You’ve been courting a prospect and have been hearing all the right answers during your many sales conversations, indicating you are about to land a new account and hit your quarterly sales goal.

 Life is good.

Until you read the first email in your inbox.  “We’ve decided to go another direction.”  No dialogue, just a cold impersonal email.

Rejection.

Rejection hurts and often impacts a salesperson’s ability to get back into the “sales saddle.”  Instead of continuing with the sales activities they know they should be doing, they find everything and anything to do other than talk to prospects.  

Logically, salespeople know they need to bounce back but often lack the skills to bounce back after rejection.

Here’s two ways to bounce back quickly and effectively.  Understand the WHY AND WHAT behind rejection.

#1:  WHY. Research shows that the same part of your brain “lights up” whether you are feeling actual physical pain or emotional pain.
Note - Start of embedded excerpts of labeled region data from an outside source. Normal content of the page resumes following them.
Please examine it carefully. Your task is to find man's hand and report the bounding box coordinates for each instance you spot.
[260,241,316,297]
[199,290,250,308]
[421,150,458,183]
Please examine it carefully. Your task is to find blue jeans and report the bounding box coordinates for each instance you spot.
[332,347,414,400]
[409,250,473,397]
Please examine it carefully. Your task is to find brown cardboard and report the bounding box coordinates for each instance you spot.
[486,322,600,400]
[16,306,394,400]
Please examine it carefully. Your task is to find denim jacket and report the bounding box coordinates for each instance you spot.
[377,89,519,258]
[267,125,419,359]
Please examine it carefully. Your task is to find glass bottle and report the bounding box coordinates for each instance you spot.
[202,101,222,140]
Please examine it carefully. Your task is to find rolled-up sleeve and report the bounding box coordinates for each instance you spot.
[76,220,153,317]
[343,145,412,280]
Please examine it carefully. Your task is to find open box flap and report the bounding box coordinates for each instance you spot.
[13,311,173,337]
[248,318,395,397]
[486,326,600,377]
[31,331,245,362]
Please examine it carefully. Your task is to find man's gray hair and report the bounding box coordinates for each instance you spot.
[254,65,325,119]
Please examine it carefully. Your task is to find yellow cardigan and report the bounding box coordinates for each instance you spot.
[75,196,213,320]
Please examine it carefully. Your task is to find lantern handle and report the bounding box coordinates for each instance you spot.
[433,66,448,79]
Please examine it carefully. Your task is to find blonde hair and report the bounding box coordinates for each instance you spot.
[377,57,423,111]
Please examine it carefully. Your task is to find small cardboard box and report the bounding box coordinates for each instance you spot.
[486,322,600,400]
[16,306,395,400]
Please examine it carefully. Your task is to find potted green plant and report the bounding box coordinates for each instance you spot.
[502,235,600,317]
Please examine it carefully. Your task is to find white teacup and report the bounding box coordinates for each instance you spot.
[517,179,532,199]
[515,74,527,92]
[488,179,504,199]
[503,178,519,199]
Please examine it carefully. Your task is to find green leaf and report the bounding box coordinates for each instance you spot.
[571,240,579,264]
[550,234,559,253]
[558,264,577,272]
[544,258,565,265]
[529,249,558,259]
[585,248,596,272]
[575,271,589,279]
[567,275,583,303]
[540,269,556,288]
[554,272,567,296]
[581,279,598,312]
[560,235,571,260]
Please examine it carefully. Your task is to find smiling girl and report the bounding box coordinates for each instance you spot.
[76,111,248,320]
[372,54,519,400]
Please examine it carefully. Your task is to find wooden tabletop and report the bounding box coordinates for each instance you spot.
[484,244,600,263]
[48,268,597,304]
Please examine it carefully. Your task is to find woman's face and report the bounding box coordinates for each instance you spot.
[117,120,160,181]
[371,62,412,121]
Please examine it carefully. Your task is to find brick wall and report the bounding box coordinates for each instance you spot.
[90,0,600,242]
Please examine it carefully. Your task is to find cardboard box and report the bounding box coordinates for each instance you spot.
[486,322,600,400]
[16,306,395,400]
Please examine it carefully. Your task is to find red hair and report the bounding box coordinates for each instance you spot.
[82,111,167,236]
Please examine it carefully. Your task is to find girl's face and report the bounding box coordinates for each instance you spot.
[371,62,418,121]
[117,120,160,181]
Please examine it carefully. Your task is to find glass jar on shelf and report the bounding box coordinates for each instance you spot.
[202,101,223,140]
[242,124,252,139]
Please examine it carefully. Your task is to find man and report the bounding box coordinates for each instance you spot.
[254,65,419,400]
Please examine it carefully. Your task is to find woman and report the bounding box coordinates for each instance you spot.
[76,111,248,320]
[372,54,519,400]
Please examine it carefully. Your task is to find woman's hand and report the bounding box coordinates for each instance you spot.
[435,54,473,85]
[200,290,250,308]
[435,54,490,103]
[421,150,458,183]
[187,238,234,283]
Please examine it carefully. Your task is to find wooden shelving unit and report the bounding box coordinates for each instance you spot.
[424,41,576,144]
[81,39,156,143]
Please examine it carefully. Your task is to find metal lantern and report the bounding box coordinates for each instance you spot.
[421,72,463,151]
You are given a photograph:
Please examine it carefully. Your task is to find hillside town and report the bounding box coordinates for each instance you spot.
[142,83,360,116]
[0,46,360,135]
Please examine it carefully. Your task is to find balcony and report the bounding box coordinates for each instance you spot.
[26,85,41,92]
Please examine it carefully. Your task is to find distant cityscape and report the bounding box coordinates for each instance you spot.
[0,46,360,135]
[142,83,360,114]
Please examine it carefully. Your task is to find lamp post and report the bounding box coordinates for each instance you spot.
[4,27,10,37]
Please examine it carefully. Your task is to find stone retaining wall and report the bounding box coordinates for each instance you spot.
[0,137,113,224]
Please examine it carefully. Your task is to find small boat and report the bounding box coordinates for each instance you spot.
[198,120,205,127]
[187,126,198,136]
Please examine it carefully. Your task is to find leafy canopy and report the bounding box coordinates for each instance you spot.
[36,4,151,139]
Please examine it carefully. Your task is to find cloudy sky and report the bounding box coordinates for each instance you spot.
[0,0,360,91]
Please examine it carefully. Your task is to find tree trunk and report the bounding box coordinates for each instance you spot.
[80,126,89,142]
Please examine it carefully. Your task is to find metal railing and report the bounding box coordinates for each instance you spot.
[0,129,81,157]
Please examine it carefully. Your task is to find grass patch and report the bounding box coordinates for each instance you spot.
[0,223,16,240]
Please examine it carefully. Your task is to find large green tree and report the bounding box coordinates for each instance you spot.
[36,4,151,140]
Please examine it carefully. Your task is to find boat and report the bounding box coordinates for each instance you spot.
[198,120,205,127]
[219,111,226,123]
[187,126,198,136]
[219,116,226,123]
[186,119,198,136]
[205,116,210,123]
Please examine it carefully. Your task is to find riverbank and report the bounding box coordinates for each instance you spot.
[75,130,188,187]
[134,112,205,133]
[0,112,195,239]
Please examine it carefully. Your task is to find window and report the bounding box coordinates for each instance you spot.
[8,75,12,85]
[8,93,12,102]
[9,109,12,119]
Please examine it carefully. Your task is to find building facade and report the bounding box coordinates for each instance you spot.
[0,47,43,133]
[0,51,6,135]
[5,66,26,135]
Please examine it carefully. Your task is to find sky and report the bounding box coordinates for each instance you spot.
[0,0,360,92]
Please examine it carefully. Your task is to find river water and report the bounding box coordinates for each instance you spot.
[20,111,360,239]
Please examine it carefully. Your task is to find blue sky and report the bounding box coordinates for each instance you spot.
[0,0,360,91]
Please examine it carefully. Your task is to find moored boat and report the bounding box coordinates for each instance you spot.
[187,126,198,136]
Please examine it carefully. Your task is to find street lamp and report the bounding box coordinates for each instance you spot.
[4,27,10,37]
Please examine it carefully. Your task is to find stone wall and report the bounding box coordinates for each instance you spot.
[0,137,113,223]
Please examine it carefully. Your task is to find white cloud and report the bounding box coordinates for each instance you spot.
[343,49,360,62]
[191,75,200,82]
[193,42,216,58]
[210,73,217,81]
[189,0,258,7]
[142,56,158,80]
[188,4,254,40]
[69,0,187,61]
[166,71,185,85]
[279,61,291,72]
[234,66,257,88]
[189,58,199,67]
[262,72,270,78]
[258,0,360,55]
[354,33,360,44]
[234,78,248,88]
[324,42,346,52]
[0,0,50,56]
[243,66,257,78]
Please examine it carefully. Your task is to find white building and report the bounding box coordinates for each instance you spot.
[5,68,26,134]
Rejection is real and it can hurt.  

The challenge is that physical pain is often visible. You can see a broken bone or a severe burn. So you apply wound therapy or physical therapy.

Emotional pain is not visible, often hidden beneath the surface.  With emotional pain, in this case rejection, sales organization don’t have a sales wound care strategy in place! 

So, WHAT can sales leaders do?

#2: Install a rejection training program into your sales training processes.  Teach your team the EQ skill of self-awareness. Remember, “That which you are not aware of you cannot change.”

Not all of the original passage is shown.